L’expérience de guerre institutionnalise les interfaces et les relations entre employeurs, syndicalistes et agents administratifs sous la médiation des universitaires dont certains deviennent administrateurs experts. L’arrivée du personnel réformateur dans les cabinets et services ministériels [24] ménage le système d’action structuré dans les laboratoires du champ réformateur, réactualise et institutionnalise les habitudes de travail [25]. De plus, du fait que les prérogatives et les intérêts de chacun des groupes intéressés à la question de l’organisation de l’immigration sont respectés, « aussi bien les employeurs que les travailleurs découvrent un nouveau rôle pour l’Etat afin de promouvoir leurs intérêts économiques » [26].

Ainsi, le recrutement d’une main-d’œuvre opéré par les trois services en charge de l’immigration (le Service de la Main-d’œuvre étrangère pour l’industrie [SMOE], le Service de la Main-d’œuvre agricole [SMOA] et le Service des Travailleurs Coloniaux [STC]) permet de fournir aux employeurs agricoles et industriels une main-d’œuvre en masse, directement utilisable, dans un contexte où la dépopulation est aggravée par la mobilisation, et où très rapidement, la main-d’œuvre féminine ne suffit plus.
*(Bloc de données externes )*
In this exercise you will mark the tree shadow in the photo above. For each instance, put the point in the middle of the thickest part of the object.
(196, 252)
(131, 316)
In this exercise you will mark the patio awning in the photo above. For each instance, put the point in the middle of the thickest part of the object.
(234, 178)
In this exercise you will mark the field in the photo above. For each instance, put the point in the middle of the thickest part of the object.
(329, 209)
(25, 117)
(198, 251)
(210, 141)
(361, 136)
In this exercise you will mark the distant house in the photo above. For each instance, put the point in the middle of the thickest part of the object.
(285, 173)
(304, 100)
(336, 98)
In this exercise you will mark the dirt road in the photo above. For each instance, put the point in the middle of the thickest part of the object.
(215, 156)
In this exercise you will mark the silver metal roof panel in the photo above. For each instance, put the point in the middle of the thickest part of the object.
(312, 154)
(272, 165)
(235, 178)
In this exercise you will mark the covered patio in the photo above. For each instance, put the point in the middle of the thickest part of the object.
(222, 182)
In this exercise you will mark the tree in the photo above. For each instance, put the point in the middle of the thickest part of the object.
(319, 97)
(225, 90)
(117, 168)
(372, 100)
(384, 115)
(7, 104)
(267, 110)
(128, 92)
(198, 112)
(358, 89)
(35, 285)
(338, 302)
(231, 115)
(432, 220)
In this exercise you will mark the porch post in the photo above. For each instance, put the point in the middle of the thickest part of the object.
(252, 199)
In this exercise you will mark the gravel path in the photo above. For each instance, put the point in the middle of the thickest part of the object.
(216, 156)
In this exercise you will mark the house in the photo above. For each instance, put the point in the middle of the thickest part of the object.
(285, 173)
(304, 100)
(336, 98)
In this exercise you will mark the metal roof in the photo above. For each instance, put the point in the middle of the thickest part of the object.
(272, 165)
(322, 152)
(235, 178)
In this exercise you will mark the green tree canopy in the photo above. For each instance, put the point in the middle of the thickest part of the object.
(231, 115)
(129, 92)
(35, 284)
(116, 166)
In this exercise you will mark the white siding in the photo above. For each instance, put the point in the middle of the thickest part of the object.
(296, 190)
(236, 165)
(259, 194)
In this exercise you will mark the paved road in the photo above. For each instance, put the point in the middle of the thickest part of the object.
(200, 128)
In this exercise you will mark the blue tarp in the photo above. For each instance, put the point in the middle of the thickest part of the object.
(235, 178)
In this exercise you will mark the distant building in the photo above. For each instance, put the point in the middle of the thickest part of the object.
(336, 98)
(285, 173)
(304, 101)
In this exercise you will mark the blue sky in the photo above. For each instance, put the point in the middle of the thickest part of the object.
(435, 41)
Le conditionnement du placement local des étrangers aux avis des organismes tripartites que sont les Offices régionaux et départementaux de placement, fait droit aux revendications syndicales d’une protection du travail national. Par ailleurs, l’organisation de l’immigration ménage les prérogatives des ministères et des savoir-faire de leurs agents, aux premiers rangs desquels les Ministères de l’Intérieur et des Affaires étrangères.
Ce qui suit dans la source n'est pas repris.